Mustrum_Ridcully said:
Please, do not leave it at that. I want to know how you see or understand it.
1) The ability for a PC to use 100% of his resources in a fight is unchanged from 4e to 3e.
2) The CR of a creature is not based on how many resources you have used, or have left. CR is a fixed value representing combat effectiveness/threat, and it assumes a fresh party. (If it didn't, it would be




ing useless.)
3) It is impossible (well, not impossible, but impractical) for a monster's
effectiveness to double every 4 levels. However, in 4e, the
XP award for a monster doubles every four levels. The
power curve does not advance as fast as the
XP curve.
4) Ergo, it is more efficient for the 4e party to fight above their level. They will earn XP faster than the threat increases. And it doesn't matter if they have to "go nova" to do this, because--
just exactly as was true in 3e-- there is no penalty for retiring for the day.
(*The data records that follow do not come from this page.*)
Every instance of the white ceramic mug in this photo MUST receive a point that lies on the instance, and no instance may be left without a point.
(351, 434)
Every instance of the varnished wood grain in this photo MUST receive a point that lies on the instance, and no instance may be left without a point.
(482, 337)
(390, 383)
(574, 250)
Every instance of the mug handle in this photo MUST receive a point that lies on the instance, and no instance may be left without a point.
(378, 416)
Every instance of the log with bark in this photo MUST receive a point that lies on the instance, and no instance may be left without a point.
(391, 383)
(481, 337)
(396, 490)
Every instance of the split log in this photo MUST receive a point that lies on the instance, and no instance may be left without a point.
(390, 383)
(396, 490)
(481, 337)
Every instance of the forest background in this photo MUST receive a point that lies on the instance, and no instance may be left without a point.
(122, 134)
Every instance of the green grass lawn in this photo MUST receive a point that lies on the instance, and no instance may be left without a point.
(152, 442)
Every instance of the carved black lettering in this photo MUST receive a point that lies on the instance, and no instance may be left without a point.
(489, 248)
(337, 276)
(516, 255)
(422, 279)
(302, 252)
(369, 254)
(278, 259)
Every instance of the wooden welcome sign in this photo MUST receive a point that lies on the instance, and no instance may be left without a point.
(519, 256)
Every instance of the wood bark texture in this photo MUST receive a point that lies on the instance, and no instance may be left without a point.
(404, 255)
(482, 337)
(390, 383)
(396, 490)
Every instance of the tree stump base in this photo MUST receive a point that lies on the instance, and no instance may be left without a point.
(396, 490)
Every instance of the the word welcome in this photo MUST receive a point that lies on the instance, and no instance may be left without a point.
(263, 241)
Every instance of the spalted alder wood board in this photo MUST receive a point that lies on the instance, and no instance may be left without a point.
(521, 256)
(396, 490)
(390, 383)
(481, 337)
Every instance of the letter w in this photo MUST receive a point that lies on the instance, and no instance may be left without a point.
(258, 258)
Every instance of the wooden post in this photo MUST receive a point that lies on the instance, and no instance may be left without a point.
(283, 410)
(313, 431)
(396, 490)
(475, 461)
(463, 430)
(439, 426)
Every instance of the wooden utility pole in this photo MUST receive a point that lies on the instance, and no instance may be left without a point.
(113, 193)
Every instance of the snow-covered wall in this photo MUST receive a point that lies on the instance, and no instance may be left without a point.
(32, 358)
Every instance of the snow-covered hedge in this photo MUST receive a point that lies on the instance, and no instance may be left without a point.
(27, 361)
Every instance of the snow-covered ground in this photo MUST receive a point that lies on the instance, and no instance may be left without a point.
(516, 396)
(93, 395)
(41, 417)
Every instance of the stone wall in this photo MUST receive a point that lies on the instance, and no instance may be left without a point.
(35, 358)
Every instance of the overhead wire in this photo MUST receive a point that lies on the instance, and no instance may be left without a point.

5) 4e does not contain any disincentive to abandon the 15-minute adventuring day.
Rather, it contains
incentives to keep adventuring: Namely, your baseline "weakest state" is more powerful than it was in 3e.
However, the fact that a "depleted" 4e party
may continue on at 75% of their optimal state does not mean that they
must continue on at 75% of their optimal state. If they want to, they can
also leave for the day.
In 4E, this is different. A lot of your resources are only per encounter, and you have some extras that are per day. you can still nova, but the potential benefit (going from 20-25 % to 90-100 % in 3E) is lower (going from ~70-80% to 90-100 % in 4E).
We're not discussing the benefits of going nova or not going nova. It's irrelevant to the fact that the XP curve advances faster than the difficulty curve,
except to point out that if 4e characters want to expend 100% of their resources in every single fight, their ability to do so is no more curtailed than it was in 3e. (That is to say, the DM either allows them to get away with the 15 minute adventuring day, or he doesn't.)